A 77-year-old woman with chronic atrial fibrillation had her anticoagulation stopped temporarily for spine surgery. No bridging with low-molecular-weight heparin was done. Two days later, while watching television, she noted her left hand flinging across her visual field. Her left hand stroked her face and hair without her will. She got terrified. Her attempts to control the left hand with the right hand were unsuccessful. She did not have any control of the left hand for almost 30 minutes as it continued to make purposeful movements. She later noted that her left upper limb was numb and slightly weak when she regained control. Her husband helped her to the car to take her to the hospital, and he noted that she was dragging her left leg while walking.
In the hospital, a computed tomography (CT) scan and magnetic resonance imaging (MRI) of the brain showed acute infarcts in both parietal lobes. Transthoracic and transesophageal echocardiograms did not show any evidence of thrombus. She gradually gained normal control of the left side over the next 6 hours.
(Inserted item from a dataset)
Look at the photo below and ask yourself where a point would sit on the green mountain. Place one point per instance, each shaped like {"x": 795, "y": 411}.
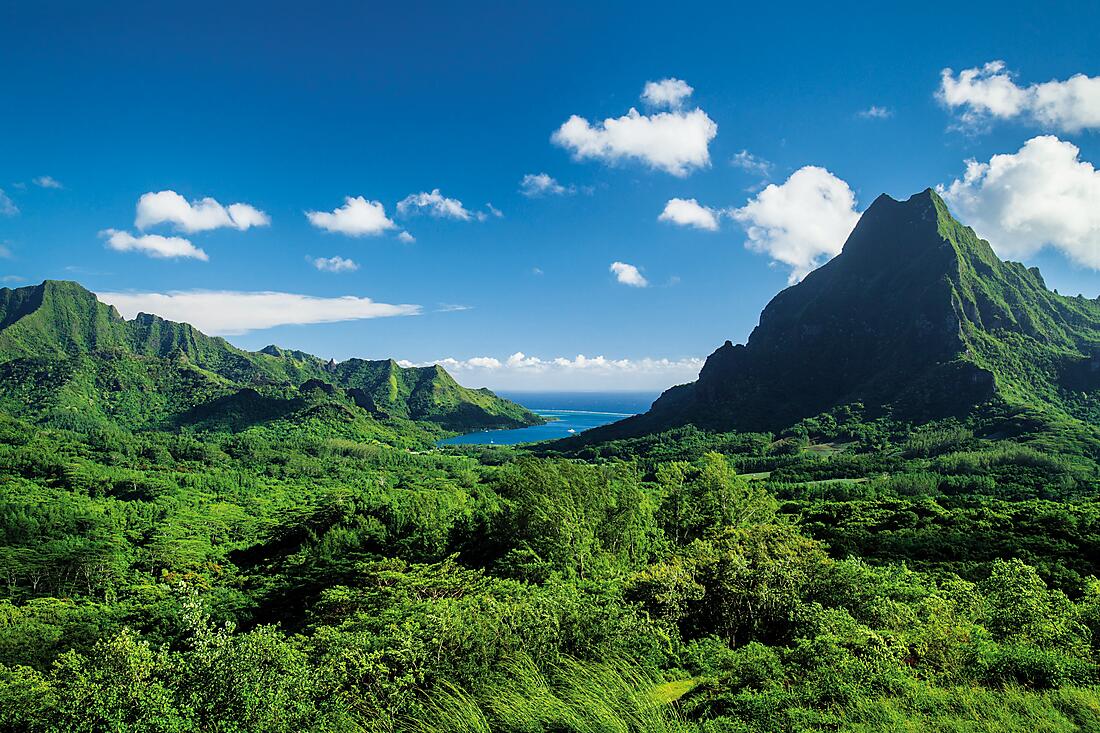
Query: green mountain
{"x": 65, "y": 356}
{"x": 915, "y": 319}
A diagnosis of stroke possibly due to cardioembolism was made. Her anticoagulation was resumed, and she was discharged home with advice to maintain anticoagulation at all times.
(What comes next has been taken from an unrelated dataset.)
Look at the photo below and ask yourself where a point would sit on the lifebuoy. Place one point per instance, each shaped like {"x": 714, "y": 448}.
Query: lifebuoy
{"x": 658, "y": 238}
Alien hand syndrome, or Dr. Strangelove syndrome, is an interesting situation in which a person loses control of his or her hand, which starts to act independently. It describes involuntary complex goal-directed activity of one limb. Recent usage of the term “alien hand” is more liberal and requires having observable involuntary motor activity along with the feeling that the limb is foreign or that it has a will of its own (2). The syndrome has been reported after surgery on the corpus callosum and with brain tumors, aneurysms, degenerative diseases of the brain, and uncommonly stroke. Alien hand as a manifestation of cardioembolic stroke is extremely rare, with only a few cases reported in the literature.
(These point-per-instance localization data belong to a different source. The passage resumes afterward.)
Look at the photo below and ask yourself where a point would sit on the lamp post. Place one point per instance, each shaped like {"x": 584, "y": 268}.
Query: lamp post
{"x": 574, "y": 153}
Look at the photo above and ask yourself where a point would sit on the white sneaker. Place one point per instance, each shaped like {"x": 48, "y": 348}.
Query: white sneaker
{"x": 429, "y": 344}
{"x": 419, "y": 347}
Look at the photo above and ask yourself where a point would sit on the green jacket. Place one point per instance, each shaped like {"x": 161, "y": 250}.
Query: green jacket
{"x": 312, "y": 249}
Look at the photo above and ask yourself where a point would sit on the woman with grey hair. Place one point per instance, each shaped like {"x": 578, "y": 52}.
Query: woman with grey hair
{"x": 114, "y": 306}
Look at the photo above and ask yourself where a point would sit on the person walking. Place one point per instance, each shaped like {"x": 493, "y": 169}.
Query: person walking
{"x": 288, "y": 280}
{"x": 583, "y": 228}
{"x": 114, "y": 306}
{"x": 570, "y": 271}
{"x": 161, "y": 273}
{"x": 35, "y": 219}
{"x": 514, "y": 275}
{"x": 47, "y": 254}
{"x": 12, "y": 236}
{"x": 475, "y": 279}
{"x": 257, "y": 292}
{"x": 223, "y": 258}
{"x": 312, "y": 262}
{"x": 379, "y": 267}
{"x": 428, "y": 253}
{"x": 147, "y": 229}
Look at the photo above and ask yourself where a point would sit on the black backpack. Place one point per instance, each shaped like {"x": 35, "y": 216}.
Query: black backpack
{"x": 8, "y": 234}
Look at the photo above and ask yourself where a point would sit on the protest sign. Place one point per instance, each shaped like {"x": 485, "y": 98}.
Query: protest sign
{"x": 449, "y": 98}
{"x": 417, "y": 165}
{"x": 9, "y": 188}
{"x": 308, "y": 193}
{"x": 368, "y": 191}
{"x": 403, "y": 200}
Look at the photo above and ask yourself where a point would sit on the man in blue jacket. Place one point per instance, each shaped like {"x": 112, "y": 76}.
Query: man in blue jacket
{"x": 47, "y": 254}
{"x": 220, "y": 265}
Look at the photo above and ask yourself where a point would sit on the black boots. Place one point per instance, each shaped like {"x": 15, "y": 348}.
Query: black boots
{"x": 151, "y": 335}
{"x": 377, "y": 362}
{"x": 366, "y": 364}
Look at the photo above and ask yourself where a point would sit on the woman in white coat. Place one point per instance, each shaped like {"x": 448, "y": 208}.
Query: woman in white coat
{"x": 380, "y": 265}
Lesions implicated in causing alien hand syndrome include those in the corpus callosum and/or posterior parietal cortex, supplementary motor area, and the anterior cingulate cortex. Functional MRI has been used to study brain activity in patients with alien hand syndrome (3). In normal individuals, initiation of motor activity shows activation of multiple extensive neural networks. However, in patients with alien hand syndrome, only isolated activation of the contralateral primary motor cortex is observed (3). It has been proposed that lesions in the parietal cortex result in isolated activation of the contralateral primary motor area due to its release from the intentional planning systems. Damage to the parietal cortex can also cause lack of awareness of movements due to loss of proprioceptive feedback or left hemineglect (3). The combination of these factors results in initiation of spontaneous movements without the patient's knowledge or will.
Alien hand syndrome has been reported to be associated with several abnormal involuntary movements when different regions of the brain, like the corpus callosum, parietal region, or frontal region, are involved. It can be classified into at least four categories: 1) diagnostic dyspraxia/intermanual conflict (when one hand performs actions contrary to the other hand); 2) alien hand sign (a subjective feeling that the hand is not one's own); 3) syndrome of anarchic hand (when the affected hand performs goal-directed activity not under the will of the person); and 4) supernumerary hand (a feeling of having an extra limb) (4). Another type of alien hand is the levitating hand, where the affected limb tends to levitate without volitional action (4).
Alien hand might manifest as a self-groping behavior and self-oppositional behavior (5). Autocriticism has also been reported, with the person slapping the alien hand with the normal hand. The person loses control of the affected hand as if it is being controlled by an external force. The alien hand might grab onto things and the person might have to use the other limb to release the objects from it. At extremes, the alien hand has been reported to even suffocate the patient.
There is no established treatment for alien hand. It has been reported to last for several days to several years. Alien hand as a manifestation of cardioembolic transient ischemic attack has been reported only once based on our review (6). The extremely short duration of alien hand in this case report (30 minutes) is the shortest reported duration of this phenomenon recorded.